Que l'on ne se fasse pas d'illusions ! Cet humanisme, pas plus que les précédents, n'établira le bonheur : mais au moins répondra-t-il à une exigence de notre esprit :

«Quelque humanisme que nous cherchions, il est douteux qu'il nous épargne la guerre. Mais il était également douteux que le monde de la charité la plus profonde, qu'il s'appelât le christianisme ou le bouddhisme supprimât la guerre, car il ne l'a pas supprimée. Les cultures n'ont jamais été maîtresses de toute la nature humaine, qu'elles n'ont atteintes que d'une façon extrêmement lente et craintive mais elles ont été des moyens de permettre à l'homme de parvenir à son accord avec lui-même : et cet accord obtenu, de tenter d'approfondir son destin. Le christianisme n'a pas supprimé la guerre, mais il a créé une figure de l'homme devant la guerre, que l'homme pouvait regarder en face.»

L'important est de ne pas renoncer à la tâche, de ne pas céder à l'angoisse ou à la lâcheté.
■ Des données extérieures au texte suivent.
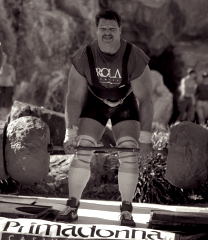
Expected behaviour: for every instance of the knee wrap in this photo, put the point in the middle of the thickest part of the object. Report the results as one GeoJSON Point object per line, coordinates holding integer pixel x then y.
{"type": "Point", "coordinates": [83, 158]}
{"type": "Point", "coordinates": [128, 160]}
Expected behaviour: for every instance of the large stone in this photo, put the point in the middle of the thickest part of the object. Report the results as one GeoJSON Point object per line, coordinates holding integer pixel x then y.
{"type": "Point", "coordinates": [3, 174]}
{"type": "Point", "coordinates": [187, 162]}
{"type": "Point", "coordinates": [54, 120]}
{"type": "Point", "coordinates": [26, 150]}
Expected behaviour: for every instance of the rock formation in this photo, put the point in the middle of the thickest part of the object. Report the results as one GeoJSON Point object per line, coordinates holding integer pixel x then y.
{"type": "Point", "coordinates": [41, 36]}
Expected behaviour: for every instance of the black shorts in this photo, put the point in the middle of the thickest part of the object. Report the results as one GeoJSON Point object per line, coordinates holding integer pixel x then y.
{"type": "Point", "coordinates": [96, 109]}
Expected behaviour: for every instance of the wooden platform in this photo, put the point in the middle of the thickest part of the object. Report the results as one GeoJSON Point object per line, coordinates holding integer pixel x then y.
{"type": "Point", "coordinates": [93, 212]}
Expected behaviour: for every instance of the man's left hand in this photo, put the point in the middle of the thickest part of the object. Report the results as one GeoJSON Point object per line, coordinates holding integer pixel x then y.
{"type": "Point", "coordinates": [145, 153]}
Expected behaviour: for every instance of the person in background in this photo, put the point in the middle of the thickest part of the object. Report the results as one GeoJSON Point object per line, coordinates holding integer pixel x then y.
{"type": "Point", "coordinates": [187, 98]}
{"type": "Point", "coordinates": [7, 80]}
{"type": "Point", "coordinates": [202, 99]}
{"type": "Point", "coordinates": [106, 79]}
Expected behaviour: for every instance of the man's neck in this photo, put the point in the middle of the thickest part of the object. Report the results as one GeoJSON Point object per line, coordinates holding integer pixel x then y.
{"type": "Point", "coordinates": [109, 49]}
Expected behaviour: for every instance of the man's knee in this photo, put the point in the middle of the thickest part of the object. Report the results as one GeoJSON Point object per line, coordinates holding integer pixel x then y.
{"type": "Point", "coordinates": [83, 158]}
{"type": "Point", "coordinates": [128, 160]}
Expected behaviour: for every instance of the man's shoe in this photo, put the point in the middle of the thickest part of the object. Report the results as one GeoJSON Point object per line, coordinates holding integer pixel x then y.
{"type": "Point", "coordinates": [69, 214]}
{"type": "Point", "coordinates": [126, 214]}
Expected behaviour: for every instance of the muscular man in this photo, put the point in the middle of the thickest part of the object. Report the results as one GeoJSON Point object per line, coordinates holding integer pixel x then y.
{"type": "Point", "coordinates": [106, 78]}
{"type": "Point", "coordinates": [187, 101]}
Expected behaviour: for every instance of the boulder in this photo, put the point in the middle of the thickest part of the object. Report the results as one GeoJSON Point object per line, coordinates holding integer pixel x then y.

N'être pas décidé à vivre, c'est se décider à mourir. Le nombre ne fait rien à l'affaire, la bataille de Londres l'a bien montré, et d'ailleurs, si «l'Europe, que le monde entier pensa en mots de liberté, ne se pense plus qu'en termes de destin, ce qu'on oublie vraiment un peu trop, c'est que ce n'est pas la première fois.»